フレックスタイム制の正しい運用

2021/11/18|739文字

 

<スタートは法定手続から>

フレックスタイム制は、労働基準法の規定によって認められています。

この規定に定められた手続を省略して、形ばかりフレックスタイム制を導入しても、すべては違法であり無効となります。

そのポイントは次のとおりです。

・業務開始時刻と業務終了時刻は労働者が決めることにして、これを就業規則などに定めます。

・一定の事項について、会社側と労働者側とで労使協定を交わし、協定書を保管します。
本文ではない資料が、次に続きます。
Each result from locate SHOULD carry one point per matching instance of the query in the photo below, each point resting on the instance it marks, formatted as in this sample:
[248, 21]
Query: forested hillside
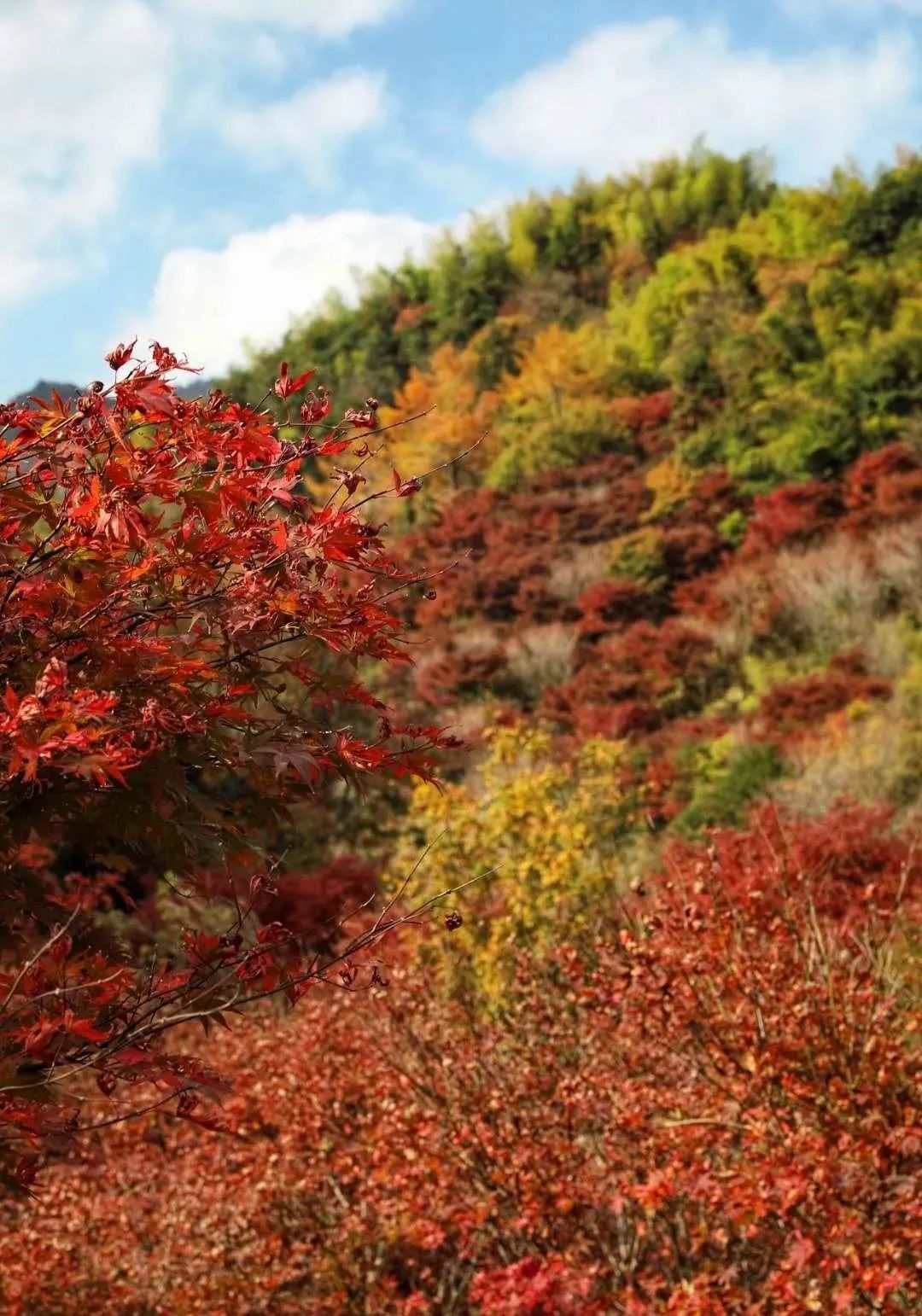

これを労働基準監督署長に提出する必要はありません。

 

<無効だとどうなるか>

上記の法定手続をせずに、残業時間を8時間分貯めると1日休むことができるというようなインチキな運用をしても無効です。

無効ということは、フレックスタイム制が無いものとして賃金の計算をしなければなりません。

間違って、フレックスタイム制のルールで賃金を計算して支払ってしまった場合には、不足する差額分を追加で支払わなければなりません。

たとえば、法定労働時間を超える8時間の残業に対しては、10時間分の賃金支払が必要です。

( 8時間 × 1.25 = 10時間 )

しかも、消滅時効の関係で最大3年分遡って精算することになります。

 

<違法だとどうなるか>

正しい手続でフレックスタイム制を導入した場合を含め、次のような違法な運用が見られます。

・残業手当を支払わない。

・残業時間が発生する月は年次有給休暇を取得させない。

・残業時間を翌月の労働時間に繰り越す。

・業務開始時刻や業務終了時刻を上司など使用者が指定してしまう。

・コアタイムではない時間帯に会議を設定し参加を義務づける。

・18歳未満のアルバイトにフレックスタイム制を適用してしまう。

違法だと、労働基準法の罰則に触れるため罰せられることがあります。